The following Python code simulates the Thompson Sampling algorithm with the same satisfaction score distribution illustrated in the ε-Greedy algorithm.
import numpy as np
class ThompsonSampling:
def __init__(self, n_restaurants):
self.n_restaurants = n_restaurants
self.visits = np.zeros(n_restaurants)
self.satisfaction = np.zeros(n_restaurants)
self.alpha = np.ones(n_restaurants) # Beta distribution parameters
self.beta = np.ones(n_restaurants)
def choose_restaurant(self):
sampled_values = np.random.beta(self.alpha, self.beta)
return np.argmax(sampled_values)
def update(self, restaurant, score):
self.visits[restaurant] += 1
self.satisfaction[restaurant] += score
# Update the beta distribution based on the satisfaction score
if score > np.mean(self.satisfaction / (self.visits + 1e-5)):
self.alpha[restaurant] += 1 # success
else:
self.beta[restaurant] += 1 # failure
n_restaurants = 3
n_days = 120
true_avg_satisfaction = np.array([8, 6, 9])
true_stddev_satisfaction = np.array([1, 2, 1.5])
total_satisfaction_arr = []
for i in range(50): # Run the simulation 50 times
thompson_sampling_restaurant = ThompsonSampling(n_restaurants)
total_satisfaction = 0
for _ in range(n_days):
restaurant = thompson_sampling_restaurant.choose_restaurant()
score = np.random.normal(loc=true_avg_satisfaction[restaurant], scale=true_stddev_satisfaction[restaurant])
thompson_sampling_restaurant.update(restaurant, score)
total_satisfaction += score
print("Total Satisfaction (Thompson Sampling):", total_satisfaction)
total_satisfaction_arr.append(total_satisfaction)
# Calculate average satisfaction
np.mean(total_satisfaction_arr) / n_days, np.std(total_satisfaction_arr) / n_days
I simulated the algorithm 50 times. I observed an average satisfaction score of 8.5±0.3.

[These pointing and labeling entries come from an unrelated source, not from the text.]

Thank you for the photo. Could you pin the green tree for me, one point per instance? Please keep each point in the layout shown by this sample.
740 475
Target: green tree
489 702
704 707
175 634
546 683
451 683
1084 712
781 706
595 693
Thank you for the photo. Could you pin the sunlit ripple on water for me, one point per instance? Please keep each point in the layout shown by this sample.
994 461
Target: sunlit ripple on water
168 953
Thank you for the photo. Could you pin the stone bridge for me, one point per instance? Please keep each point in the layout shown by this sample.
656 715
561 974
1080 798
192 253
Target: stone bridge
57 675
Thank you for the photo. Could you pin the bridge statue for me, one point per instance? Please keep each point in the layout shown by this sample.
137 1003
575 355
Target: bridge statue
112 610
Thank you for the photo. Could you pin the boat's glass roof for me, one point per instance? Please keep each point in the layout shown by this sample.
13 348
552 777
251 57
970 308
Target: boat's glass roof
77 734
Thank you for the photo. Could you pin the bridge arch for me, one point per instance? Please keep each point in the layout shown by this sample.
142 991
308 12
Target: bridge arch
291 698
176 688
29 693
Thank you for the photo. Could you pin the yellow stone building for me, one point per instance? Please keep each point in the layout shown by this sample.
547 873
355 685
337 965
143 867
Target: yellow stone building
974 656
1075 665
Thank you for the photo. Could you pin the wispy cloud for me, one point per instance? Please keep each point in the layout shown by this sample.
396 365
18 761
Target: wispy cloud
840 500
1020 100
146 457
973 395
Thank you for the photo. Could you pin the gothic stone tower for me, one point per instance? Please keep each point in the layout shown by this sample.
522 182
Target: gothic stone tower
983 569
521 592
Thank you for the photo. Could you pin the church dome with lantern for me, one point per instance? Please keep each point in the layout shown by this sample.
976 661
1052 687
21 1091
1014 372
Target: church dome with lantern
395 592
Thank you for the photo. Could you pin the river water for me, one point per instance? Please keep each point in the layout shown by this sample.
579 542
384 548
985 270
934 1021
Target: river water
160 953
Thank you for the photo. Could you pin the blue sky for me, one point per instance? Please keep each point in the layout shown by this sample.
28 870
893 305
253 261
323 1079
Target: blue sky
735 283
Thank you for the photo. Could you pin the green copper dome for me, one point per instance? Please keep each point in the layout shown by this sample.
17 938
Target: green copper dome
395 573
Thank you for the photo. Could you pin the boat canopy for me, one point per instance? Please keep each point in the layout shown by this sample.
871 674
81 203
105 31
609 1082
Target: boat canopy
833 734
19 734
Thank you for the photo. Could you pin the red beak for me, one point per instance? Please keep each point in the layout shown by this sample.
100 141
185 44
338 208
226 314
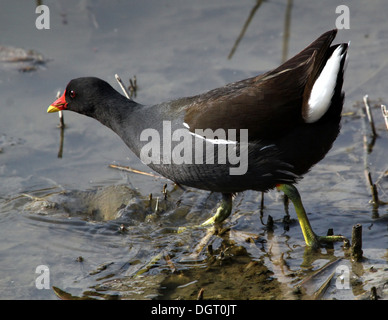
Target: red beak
59 104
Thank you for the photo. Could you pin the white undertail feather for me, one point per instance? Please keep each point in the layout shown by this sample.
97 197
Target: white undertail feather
324 86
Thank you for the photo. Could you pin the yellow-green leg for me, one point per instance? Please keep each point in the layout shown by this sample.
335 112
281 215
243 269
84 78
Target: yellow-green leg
310 237
223 211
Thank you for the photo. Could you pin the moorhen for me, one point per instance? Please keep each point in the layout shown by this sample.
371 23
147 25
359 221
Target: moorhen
260 133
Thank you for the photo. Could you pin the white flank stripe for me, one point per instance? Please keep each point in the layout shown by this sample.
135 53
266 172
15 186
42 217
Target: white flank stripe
323 88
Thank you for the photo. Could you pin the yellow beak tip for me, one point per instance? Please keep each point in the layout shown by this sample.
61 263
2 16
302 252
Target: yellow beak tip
52 109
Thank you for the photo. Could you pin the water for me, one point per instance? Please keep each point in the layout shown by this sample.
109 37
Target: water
120 248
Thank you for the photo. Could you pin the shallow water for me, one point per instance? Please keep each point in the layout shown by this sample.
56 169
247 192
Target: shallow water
96 228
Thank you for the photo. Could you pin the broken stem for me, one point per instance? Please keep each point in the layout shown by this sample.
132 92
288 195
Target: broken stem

All three algorithms perform better than the basic strategy of equal exploration. Note that this is a simple illustration of just three restaurants. In practical cases, you may have hundreds of restaurants in a city.
Applications
- Online Advertising Platforms and E-commerce Apps – MAB algorithms can optimize website ad placements by selecting which ads to display to maximize click-through rates (CTR) or conversions.
- Ride-hailing and food-delivery Apps – MAB can help optimize driver allocation and routing in real-time to maximize efficiency and minimize wait times.
I hope you found my article insightful. Thank you for reading!